The cookbooks are part of a wider effort to increase the consumption of insects in modern-day Africa. Here, such traditional culinary practices have decreased over time because they are seen as outdated and belonging to rural areas. The books also seek to showcase the potential Africa has in leading a more widespread consumption of insects. This is in response to the growing worldwide interest in using insects as a source of dietary protein.

“There is a need to renew the narrative surrounding insect consumption,”
-Dr. Robert Musundire

Trader at the edible insect market in Chinhoyi town, Zimbabwe

Photo: Robert Musundire, Chinhoyi University of Technology

Collaborations and project directions

The cookbooks were created through a collaborative effort involving the Stockholm Environment Institute (SEI) and African partners in academia and the private sector. The project, “Edible Insects for Food Security and Health – from Practice to Evidence and Policy Implications”, is part of the broader, ongoing AgriFoSe2030 programme, funded by the Swedish International Development Cooperation Agency (Sida). The project has an aim of improving livelihoods of small-scale rural farmers in sub-Saharan Africa by supporting their production and processing of edible insects.

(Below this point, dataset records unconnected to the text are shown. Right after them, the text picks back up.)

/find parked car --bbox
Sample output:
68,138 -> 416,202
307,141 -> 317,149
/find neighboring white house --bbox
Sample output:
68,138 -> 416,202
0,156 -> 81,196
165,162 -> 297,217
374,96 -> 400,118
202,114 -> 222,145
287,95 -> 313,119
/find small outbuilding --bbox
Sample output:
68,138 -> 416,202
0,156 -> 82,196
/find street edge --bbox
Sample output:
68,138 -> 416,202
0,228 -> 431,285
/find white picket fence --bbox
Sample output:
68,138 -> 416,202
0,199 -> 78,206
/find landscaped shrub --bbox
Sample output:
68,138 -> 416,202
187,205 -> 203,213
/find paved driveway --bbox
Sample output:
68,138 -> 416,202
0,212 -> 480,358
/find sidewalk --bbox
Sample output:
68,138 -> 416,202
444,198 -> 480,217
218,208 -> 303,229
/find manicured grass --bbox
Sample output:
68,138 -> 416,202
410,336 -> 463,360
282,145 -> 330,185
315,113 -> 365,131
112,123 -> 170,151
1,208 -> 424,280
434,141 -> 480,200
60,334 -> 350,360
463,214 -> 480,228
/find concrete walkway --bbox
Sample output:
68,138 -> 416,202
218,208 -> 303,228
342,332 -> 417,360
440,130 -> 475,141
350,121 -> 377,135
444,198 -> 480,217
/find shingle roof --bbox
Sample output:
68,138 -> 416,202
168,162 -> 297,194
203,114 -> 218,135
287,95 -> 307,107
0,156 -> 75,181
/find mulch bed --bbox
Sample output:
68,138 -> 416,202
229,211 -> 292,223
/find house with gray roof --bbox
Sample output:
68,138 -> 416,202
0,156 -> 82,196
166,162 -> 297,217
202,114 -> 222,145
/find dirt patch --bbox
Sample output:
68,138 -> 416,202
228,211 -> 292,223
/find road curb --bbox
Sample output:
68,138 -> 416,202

Secrets of African Edible Insect Cookery emerged from a project partnership with Chinhoyi University of Technology in Zimbabwe. In Chinhoyi, this project has helped expand know-how and infrastructure of edible insect markets and value chains.

Les Délices de Mikese was an outcome of a collaboration focused on conveying valuable knowledge held by African women of edible insect cookery. The cookbook was developed through the combined efforts of the women’s organization, L’Association des Femmes d’Affaires du Congo, the Swedish University of Agricultural Sciences (SLU), and the sustainable development consultancy agency, BKind Konsult AB.